To give a more accurate estimate, when you consider that some may not have continued after qualifying, you could say that around 20% of women are paramedics in the US.
As around 80% of men are dominating the profession, there may need to be more of a push to attract more women into the profession for the sake of diversity.
Why Are There So Few Paramedics?
It is highly likely that the reason there are so few female paramedics is the same as why there are few female EMTs. The job is largely overwhelmed with males in the profession, which is not often attractive for some women.
Many women prefer to work with lots of other women to create bonds, friendship and a good team environment.

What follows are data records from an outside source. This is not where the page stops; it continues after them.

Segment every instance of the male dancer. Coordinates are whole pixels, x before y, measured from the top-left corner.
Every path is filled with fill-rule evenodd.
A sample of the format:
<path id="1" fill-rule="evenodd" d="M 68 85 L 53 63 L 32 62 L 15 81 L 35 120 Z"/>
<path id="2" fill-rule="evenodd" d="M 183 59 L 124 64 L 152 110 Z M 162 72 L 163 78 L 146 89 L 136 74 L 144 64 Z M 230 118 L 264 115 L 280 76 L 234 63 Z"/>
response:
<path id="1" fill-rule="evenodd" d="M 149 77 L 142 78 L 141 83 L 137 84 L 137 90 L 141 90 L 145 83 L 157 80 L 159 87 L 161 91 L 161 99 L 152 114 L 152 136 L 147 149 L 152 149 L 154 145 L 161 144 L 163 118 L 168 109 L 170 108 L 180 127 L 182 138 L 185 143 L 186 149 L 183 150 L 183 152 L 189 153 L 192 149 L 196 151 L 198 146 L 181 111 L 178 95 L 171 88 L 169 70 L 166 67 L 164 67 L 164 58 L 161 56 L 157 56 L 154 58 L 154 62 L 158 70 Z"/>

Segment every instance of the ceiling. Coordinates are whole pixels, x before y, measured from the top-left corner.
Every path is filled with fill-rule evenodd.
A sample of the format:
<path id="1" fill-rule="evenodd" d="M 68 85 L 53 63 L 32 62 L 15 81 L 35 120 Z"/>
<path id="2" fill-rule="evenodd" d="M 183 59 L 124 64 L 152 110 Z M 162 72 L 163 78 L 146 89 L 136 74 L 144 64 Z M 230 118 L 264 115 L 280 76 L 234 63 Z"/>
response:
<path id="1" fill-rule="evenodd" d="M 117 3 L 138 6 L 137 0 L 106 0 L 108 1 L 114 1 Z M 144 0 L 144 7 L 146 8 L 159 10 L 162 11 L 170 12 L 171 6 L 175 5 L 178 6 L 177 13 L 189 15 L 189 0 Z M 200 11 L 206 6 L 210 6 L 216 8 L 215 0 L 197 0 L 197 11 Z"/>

In addition, paramedics also have to work long hours, participate in shift work, constantly train and qualify in other treatments, which can be gruelling, regardless of gender.
The role of a paramedic also comes with a lot of responsibility, as they may be the highest qualified person at the scene of an accident. This means that you have to make some tough calls, which can be off-putting for many people.
To conclude, only around 30% of EMTs are female, and about 1 in 5 paramedics are female. However, women are just as capable of working in highly skilled and high pressure jobs as men are.
It is also important to note that registered nurses are usually just as educated as paramedics, and even require a degree in order to work as an RN, whereas some paramedics may not need a degree.
As there is already a gender bias towards women in nursing, this could be why more men go for the role of EMT or Paramedic as it is generally seen as ‘stereotypically male’.